Graphing inequalities involves representing solutions of inequalities on a coordinate plane. Each inequality in a system is graphed one at a time.
We start by converting the inequality equations into lines. If the inequality symbol is ≥ or ≤, the line should be solid, indicating that points on the line satisfy the inequality.
If the inequality symbol is > or <, use a dashed line, as points on the line aren't part of the solution.

• Identify the boundary line by treating each inequality as an equation and solving for y in terms of x, if needed.
• Choose a test point not on the boundary (often the origin) to determine which side of the line to shade.
• Shade the area representing the solution to the inequality. Repeat for each inequality.

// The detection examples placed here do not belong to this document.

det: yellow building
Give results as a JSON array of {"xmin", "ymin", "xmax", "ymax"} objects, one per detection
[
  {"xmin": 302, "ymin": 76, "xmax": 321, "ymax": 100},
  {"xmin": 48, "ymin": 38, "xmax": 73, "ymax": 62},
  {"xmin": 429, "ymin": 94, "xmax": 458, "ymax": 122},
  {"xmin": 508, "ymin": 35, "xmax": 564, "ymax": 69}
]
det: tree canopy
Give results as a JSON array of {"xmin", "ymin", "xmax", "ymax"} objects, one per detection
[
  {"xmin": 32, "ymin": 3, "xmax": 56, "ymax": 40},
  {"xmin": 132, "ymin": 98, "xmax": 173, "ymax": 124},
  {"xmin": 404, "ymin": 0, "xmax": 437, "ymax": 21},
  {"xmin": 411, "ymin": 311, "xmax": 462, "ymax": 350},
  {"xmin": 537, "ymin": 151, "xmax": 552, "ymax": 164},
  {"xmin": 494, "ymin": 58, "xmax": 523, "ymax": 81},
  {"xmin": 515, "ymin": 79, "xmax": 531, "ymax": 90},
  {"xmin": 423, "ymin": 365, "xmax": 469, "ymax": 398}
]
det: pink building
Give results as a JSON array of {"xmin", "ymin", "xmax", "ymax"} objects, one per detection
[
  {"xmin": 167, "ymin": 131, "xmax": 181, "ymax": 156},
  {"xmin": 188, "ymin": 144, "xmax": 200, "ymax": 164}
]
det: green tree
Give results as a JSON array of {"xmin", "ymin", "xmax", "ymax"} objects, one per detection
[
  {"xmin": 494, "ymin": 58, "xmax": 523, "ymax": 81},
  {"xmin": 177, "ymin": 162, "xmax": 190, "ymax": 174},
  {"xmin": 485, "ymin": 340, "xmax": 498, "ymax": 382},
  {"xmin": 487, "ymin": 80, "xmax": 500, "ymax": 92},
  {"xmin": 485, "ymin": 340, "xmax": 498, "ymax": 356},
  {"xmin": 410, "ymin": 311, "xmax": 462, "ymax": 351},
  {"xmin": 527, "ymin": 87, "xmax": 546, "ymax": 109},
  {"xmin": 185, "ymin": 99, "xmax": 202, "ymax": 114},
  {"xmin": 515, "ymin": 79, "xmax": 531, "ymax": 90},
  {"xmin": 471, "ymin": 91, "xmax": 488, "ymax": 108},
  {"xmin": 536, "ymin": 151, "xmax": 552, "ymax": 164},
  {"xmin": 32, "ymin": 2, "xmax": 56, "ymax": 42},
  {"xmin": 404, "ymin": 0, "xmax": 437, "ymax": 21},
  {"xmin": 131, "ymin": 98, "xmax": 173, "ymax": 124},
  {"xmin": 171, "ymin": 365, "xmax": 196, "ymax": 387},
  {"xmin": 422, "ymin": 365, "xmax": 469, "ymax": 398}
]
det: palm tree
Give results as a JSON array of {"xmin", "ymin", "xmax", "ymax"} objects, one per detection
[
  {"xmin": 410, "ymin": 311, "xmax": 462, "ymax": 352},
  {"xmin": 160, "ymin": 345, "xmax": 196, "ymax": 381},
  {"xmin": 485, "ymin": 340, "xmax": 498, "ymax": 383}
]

The final solution of the system is the overlapping shaded region on the graph.

The solution set of a system of inequalities is the set of all points that satisfy all inequalities simultaneously. After graphing each inequality, you're left with shaded regions. The intersection of these regions is the solution set.
It visually represents all possible solutions that fit the conditions of every inequality in the system.
Finding the solution set requires precision:

• Ensure that you accurately draw each boundary line, using either solid or dashed lines based on the inequality's requirements.
• The solution set must fall inside the combined shaded areas of all the inequalities.
• Any point within this shared region will satisfy all the inequalities.

Understanding where all four inequalities overlap is crucial in deciding the solution set of multiple inequalities.

The slope-intercept form is a way of expressing linear equations as y = mx + c, where m is the slope, and c is the y-intercept.
This form simplifies graphing processes by allowing you to quickly identify the starting point and direction of a line.

• Start by plotting the y-intercept on the graph, which is the point where the line crosses the y-axis (0, c).
• The slope 'm' describes the line's angle on the graph, calculated as 'rise over run'. Move vertically by the rise and horizontally by the run from the y-intercept to draw the line.
• Slope-intercept form is particularly useful when converting standard form equations into a more graph-friendly version.

Using \[-\frac{2}{3}\] and \[\frac{2}{3}\] as examples for different slopes can help visualize how lines tilt on a graph.

Shading on inequality graphs visually highlights the regions that satisfy the inequality. After graphing the boundary line, shading indicates where potential solutions exist.
The type of shading depends on the inequality symbol, and understanding this is key to correctly representing solutions.

• For inequalities with > or ≥, the shading is above the line when in slope-intercept form, as all y values satisfy the inequality for points above.
• For < or ≤, shade below the line, since the y values are smaller, satisfying the inequality.
• Overlap in shaded areas for multiple inequalities shows where all conditions are satisfied, forming the system's solution set.

The shade technique gives a visual reference, making it easier to identify correct solutions and understand relationships between inequalities.